Reproduction of the Abingdon Sword on display at Abingdon County Hall Museum.

The Abingdon Sword is a late Anglo-Saxon iron sword and hilt believed to be from the late 9th or early 10th century; only the first few inches of the blade remain attached to the hilt.

The sword was found in 1874 at Bog Mill (possibly Buggs Mill, on the River Ock), near the town of Abingdon on the River Thames in Berkshire (now Oxfordshire) in England. It is held in the collection of the Ashmolean Museum in Oxford, north of Abingdon.

The Abingdon Sword has silver mounts inlaid with niello in the Trewhiddle style. The sword's guard has interlaced animal motifs. Ornamentation includes symbols of the Evangelists. The pommel of the sword has two animal heads for decoration.

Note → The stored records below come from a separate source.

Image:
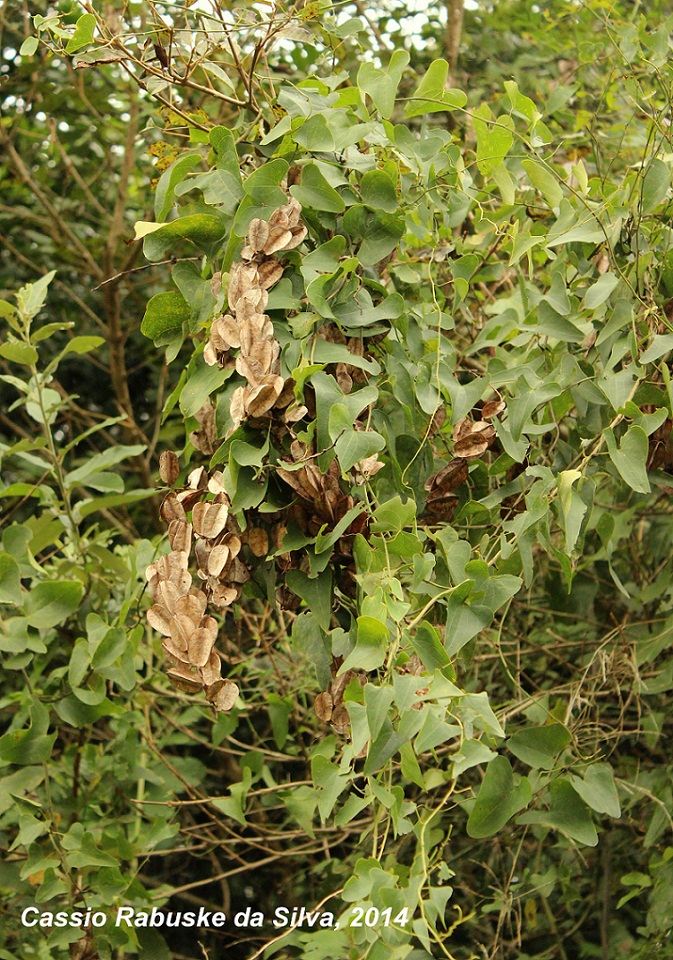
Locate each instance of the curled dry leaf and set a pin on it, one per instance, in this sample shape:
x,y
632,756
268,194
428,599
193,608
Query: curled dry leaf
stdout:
x,y
169,467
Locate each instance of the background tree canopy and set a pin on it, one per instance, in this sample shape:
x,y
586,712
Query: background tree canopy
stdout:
x,y
335,431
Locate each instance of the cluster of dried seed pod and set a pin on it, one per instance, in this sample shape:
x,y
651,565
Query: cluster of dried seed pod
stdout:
x,y
247,328
179,609
329,705
471,440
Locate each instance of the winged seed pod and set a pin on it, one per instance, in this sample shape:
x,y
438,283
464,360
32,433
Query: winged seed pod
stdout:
x,y
179,610
247,328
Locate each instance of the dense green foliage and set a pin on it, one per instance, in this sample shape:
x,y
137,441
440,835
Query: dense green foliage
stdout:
x,y
405,353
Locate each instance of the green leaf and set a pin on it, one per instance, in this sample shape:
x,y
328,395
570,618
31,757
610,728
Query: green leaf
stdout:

A reproduction of the Abingdon Sword has been on display at Abingdon County Hall Museum since it reopened in 2012.

The style of the guards and pommel also suggest the sword dates from the late ninth to tenth century.

== Description ==
The upper and lower guards are curved and contain various interlaced designs, including birds, animal and human figures, and foliated patterns. The figures on the upper guard have been identified as the four symbols of the evangelists. The style of leaf used next to the figure of the eagle on the upper guard has also been identified on early tenth century embroideries from Durham. The Alfred Jewel and a number of other objects date to this period. The pommel incorporates two outward-looking animal heads, with protruding ears and round eyes and nostrils, now fragmentary.

The lower portion of the iron blade is missing, however X-rays of the sword show that the blade is pattern-welded.